Más de dos siglos después de su muerte, el Incorruptible ya no divide la memoria francesa. Lo cierto es que se ha convertido en un mito bastante positivo, a excepción del caso de la ciudad de París, que el 30 de septiembre de 2009 se pronunció contra (por pocos votos) la propuesta de dedicarle una calle o una plaza. Sin embargo, los suburbios obreros de la capital francesa no tuvieron tantos reparos. Y el resto del país tampoco. Peter McPhee, en Robespierre, dice que hoy en Francia hay más de cincuenta calles, escuelas, edificios y empresas que llevan su nombre; entre ellas una pizzería, una lavandería en seco y una farmacia. Incluso existe una empresa de lencería del hogar llamada Robespierre Europe, que produce un juego de sábanas «revolucionario» con motivos eróticos. Según Israel, todo ello está relacionado con el hecho de que «los historiadores modernos tienden a concebir el papel de Robespierre como el de alguien con buenas intenciones, relativamente positivo y benévolo, al menos antes de junio de 1793».

Curiosamente, persiste la idea de que Robespierre y el Terror «constituyeron el epílogo natural de la Revolución», lo cual determina «una concepción que distorsiona por completo nuestra compresión histórica y filosófica del significado de la Revolución». Esta propensión a fundir a Robespierre con la Ilustración democrática es una forma de persistencia de las ideas conspiratorias que se manifestaron desde finales del siglo xviii. El hecho de que «el pensamiento radical hubiera causado y modelado la revolución era para muchos una prueba irrefutable de que la Ilustración constituía el embrión originario de la tiranía robespierrista». El uso impropio y la apropiación indebida de la idea según la cual la Ilustración había «plasmado» la Revolución en sus efectos más nocivos ayudaron a abrir las puertas a la reacción monárquica, aristocrática y eclesiástica de principios del siglo xix.
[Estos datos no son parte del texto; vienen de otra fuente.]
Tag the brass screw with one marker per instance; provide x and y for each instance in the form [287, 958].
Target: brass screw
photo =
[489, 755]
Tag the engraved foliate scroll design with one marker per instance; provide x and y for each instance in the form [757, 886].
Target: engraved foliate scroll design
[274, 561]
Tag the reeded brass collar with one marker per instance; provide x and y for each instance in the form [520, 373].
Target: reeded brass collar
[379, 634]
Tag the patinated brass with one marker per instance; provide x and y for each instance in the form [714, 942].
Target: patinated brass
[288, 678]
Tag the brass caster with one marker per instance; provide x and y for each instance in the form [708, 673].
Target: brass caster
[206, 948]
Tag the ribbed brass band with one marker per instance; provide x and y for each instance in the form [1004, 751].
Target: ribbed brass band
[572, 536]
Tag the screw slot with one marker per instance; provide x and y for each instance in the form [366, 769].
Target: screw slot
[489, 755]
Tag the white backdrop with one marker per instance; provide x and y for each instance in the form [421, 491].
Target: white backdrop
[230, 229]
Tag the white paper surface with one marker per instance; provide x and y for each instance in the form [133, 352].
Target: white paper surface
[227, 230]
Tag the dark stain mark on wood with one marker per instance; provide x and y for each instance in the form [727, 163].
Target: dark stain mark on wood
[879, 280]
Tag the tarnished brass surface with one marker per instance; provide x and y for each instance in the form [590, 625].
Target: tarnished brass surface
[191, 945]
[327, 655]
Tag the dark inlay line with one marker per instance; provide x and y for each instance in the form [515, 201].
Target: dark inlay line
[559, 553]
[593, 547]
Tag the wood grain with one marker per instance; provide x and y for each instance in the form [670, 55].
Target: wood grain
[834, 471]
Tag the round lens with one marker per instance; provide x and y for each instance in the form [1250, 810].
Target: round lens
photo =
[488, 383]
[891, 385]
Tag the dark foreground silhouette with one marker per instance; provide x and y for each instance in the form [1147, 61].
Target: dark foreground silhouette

Para comprender la historia del abismo que separa la Ilustración del Terror, es necesario volver al más importante de los intelectuales que hemos dejado en el lejano brindis de 1792: el estadounidense Thomas Paine, gran amigo de Condorcet. En diciembre de 1793 estaba deprimido y «buscaba consuelo en el alcohol y en Spinoza». Le hacía compañía otro escritor y compatriota suyo, Joel Barlow. El 25 de diciembre, la Convención decretó que ningún extranjero podía representar al pueblo francés en la asamblea legislativa. Era una medida contra los dos únicos diputados no franceses: el prusiano Anacharsis Cloots, que pronto sería capturado y luego mandado a la guillotina el 24 de marzo de 1794, y Paine. La policía irrumpió en el Hôtel de Philadelphie, donde vivía Paine, y este logró entregar a escondidas a Barlow los papeles donde había escrito La edad de la razón, libro en el que saldaría su gran deuda con Spinoza y las ideas de la Ilustración. Veinte intelectuales americanos firmaron una petición para que lo dejaran en libertad. Fue inútil. Su suerte sería evitar el destino de Cloots. Mejor dicho, no ser obligado a subir al patíbulo antes que Robespierre. Cuando por fin lo liberaron, retomó su puesto en la Convención y luchó durante años para que la gente comprendiera las diferencias entre Ilustración spinoziana y Terror. Sin embargo, ello no fue suficiente (vivió hasta 1809), protesta Israel, para que sus ideas hallaran un espacio adecuado en los manuales de historia.